Ele aprende então que esses desejos superiores são finitos e mortais; 
compreende que eles constituem barreiras entre ele e seu Pai cuja face ele veria e 
deseja escapar deles. Ele não mais ama com o amor pessoal que ama uma pessoa, 
mas com a manifestação superior de amor que é ela mesma Amor e que não ama 
nenhuma pessoa ou coisa, mas é um estado de consciência em que tudo está 
abrangido. Ele então procura se libertar do amor menor e este desejo de se libertar 
daquilo que, embora seja bom, é finito para compreender o bem é que é infinito e 
que causa a Quinta Morte e ele nasce para a consciência da Individualidade e vive 
no plano da Individualidade, percebendo a "face do Pai Que está no Céu". 

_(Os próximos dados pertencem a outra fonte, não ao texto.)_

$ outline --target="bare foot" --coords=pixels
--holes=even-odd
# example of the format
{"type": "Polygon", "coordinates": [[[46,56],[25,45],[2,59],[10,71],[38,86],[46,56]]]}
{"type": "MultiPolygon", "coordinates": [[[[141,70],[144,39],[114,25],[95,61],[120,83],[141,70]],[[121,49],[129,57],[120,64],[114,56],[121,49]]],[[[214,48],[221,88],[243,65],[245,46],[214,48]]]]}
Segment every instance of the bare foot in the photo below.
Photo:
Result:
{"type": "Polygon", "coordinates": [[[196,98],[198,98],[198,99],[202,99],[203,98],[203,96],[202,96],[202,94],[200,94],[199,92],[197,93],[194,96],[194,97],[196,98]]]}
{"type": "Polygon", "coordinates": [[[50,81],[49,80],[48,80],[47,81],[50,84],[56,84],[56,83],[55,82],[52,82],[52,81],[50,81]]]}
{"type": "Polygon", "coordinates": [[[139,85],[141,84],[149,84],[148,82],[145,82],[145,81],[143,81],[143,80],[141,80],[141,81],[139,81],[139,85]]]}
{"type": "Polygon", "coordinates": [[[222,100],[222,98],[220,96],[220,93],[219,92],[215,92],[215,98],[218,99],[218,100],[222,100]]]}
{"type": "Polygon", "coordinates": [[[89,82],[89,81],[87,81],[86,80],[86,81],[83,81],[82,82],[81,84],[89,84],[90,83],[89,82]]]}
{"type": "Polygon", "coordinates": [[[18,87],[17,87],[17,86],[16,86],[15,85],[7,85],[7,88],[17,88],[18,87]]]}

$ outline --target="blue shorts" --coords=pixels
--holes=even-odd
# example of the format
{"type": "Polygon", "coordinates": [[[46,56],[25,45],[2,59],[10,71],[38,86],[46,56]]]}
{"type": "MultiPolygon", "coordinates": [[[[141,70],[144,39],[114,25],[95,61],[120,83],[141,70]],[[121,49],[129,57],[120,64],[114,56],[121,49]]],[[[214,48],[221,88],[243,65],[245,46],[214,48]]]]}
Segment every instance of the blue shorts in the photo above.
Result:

Mas com o despertar do desejo sobrevêm os sonhos e com os sonhos 
surge a lembrança da matéria. O Espírito, vendo a face de seu Pai até que a 
consciência esteja revestida de Seu brilho, fecha seus olhos e dorme; e, dormindo, 
sonha com seus desejos incumpridos e nasce novamente, pois no plano do desejo 
um estado de consciência é um lugar e, à medida que desejamos, renascemos, é 
assim que cada homem faz o seu carma. 
Alguém poderia perguntar: como é então que os homens traçam 
limitações e sofrimentos para si mesmos que eles não poderiam desejar? E porque 
eles colhem não os frutos da fantasia, mas os frutos da atualidade. São-lhes dados 
os resultados daquilo que eles se permitiram desejar, não a coisa que eles desejam. 
Para exemplificar \u2014 o homem que desejou o poder poderá obter a vaidade. Para 
obter o poder ele teria de desejar as qualidades que conferem poder, a saber, força, 
presciência e sabedoria. 0 homem que deseja poder constrói para si a consciência 
do egoísta vaidoso. O homem que deseja força, presciência e sabedoria constrói 
para si a consciência do poder. 
A Sexta Morte é o transe. No transe o corpo dorme mas a alma está 
desperta. Ele é ativo em seu próprio plano. Pode funcionar na esfera de seus 
aspectos inferiores, os instintos, com o corpo como pano de fundo, ou pode os 
instintos, com o corpo como pano de fundo, ou pode funcionar na esfera de seus 
aspectos superiores \u2014 com a mente concreta e as emoções como pano de fundo. 
No psiquismo normal, a consciência do quadro retrata os eventos dos mundos 
interiores como um espelho mágico, sendo que as condições de foco são 
determinadas pelos estados emocionais.